NFT Marketplace Wars See royalties disappear and creators are not happy

Source: AdobeStock / Rokas

A war for dominance between various NFT marketplaces has seen royalties paid to creators disappear. As a result, NFT creators are turning to platforms that continue to enforce the payment of royalties, Coinbase NFT being one of them.

The war between NFT marketplaces has also been fueled by new marketplace Blur, which made its entry as the largest marketplace by trading volume in a space previously dominated by OpenSea.

NFT marketplace ranking by 24-hour trading volume. Source: DappRadar

Blur’s rise to the top of the rankings has likely been aided by lower royalty payments from other platforms, with some creators going so far as to block certain marketplaces from handling their collections.

So far, the blocking feature that has been programmed into some NFTs has hurt OpenSea in particular, given how angry some creators are at how the platform has stopped short of enforcing royalties.

Deathbats Club adds fail safes

American singer and creator of the Deathbats NFT collection, Matthew Sanders aka, wrote on Twitter earlier this month.
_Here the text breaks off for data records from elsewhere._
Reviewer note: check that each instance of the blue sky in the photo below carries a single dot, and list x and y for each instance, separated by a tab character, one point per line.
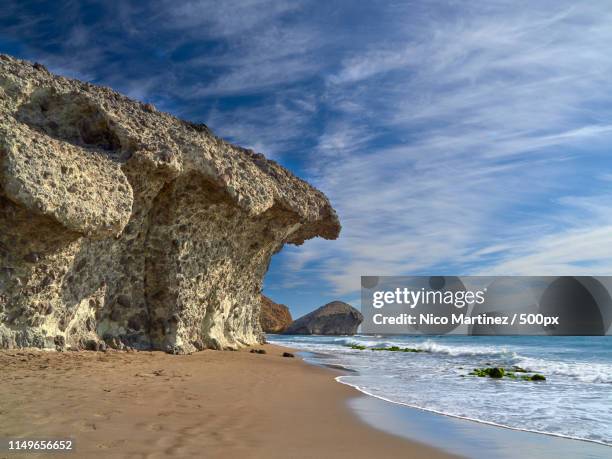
452	137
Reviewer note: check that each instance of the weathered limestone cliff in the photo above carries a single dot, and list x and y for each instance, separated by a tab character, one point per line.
124	226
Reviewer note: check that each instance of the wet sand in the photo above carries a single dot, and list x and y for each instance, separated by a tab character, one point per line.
209	404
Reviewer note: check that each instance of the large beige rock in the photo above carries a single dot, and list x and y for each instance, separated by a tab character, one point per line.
122	224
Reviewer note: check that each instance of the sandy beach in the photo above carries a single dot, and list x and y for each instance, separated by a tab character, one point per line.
208	404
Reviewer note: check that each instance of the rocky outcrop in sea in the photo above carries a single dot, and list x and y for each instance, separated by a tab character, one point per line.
335	318
274	317
124	226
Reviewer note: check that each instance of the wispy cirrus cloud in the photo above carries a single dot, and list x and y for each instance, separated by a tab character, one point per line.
451	137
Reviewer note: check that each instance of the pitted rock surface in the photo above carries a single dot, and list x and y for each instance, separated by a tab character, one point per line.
124	226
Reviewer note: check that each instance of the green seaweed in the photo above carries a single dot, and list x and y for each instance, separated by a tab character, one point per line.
357	346
499	373
397	349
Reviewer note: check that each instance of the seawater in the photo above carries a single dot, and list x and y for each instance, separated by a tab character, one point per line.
574	402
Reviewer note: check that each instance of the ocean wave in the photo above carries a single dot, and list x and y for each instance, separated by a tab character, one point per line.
598	373
432	347
343	380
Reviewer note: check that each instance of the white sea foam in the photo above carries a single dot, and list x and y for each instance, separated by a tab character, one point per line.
573	402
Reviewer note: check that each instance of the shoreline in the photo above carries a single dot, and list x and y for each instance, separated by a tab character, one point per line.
469	436
151	404
467	419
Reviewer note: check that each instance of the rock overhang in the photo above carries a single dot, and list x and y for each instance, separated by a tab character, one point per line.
104	179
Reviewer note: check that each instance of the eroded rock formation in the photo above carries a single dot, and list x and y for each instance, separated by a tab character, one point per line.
274	317
335	318
124	226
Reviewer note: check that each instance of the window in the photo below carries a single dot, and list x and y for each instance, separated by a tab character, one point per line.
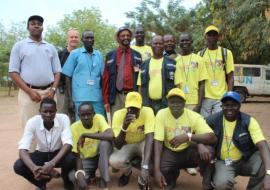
267	74
252	71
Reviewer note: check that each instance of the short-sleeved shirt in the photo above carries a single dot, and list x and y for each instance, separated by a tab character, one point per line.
90	148
167	127
86	71
155	79
145	51
192	70
228	149
36	62
47	141
216	85
137	130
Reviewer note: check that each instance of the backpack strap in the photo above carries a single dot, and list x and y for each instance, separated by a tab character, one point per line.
202	52
224	57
M. Shadows, said that halting payouts from NFT marketplaces is something they have discussed in his team.

He made it clear that until the practice changes, certain “fail safes” blocking these platforms will be coded into his NFTs. He also said that from now on, Coinbase NFT is his “preferred marketplace to buy and sell Deathbats Club.”

“18 months ago, when we started [Deathbats Club]we had a discussion about how marketplaces collected royalties and understood the fact that one day they simply couldn’t comply,” he wrote, while adding:

“In response, we built some bugs that could simply block these platforms from accessing our collection.”

The NFT creator followed up by saying that everything they do as a club for their members costs money, and that taking on those costs by constantly creating new NFTs would be “pointless and stupid.”

“We hope @opensea is fine with appeasing the penny stock trade…is the ‘NFT community,'” he added, while pointing out that this comes at the expense of the creators.

M. Shadows added a day later that his team is “willing to play ball” with OpenSea if they accept creators, but made it clear that any solution without creator royalties is unacceptable.

So far, OpenSea has not changed its stance on the royalty issue, and the war for NFT creators and traders will in all likelihood continue, with newer platforms like Blur or Coinbase NFT possibly taking the top spots.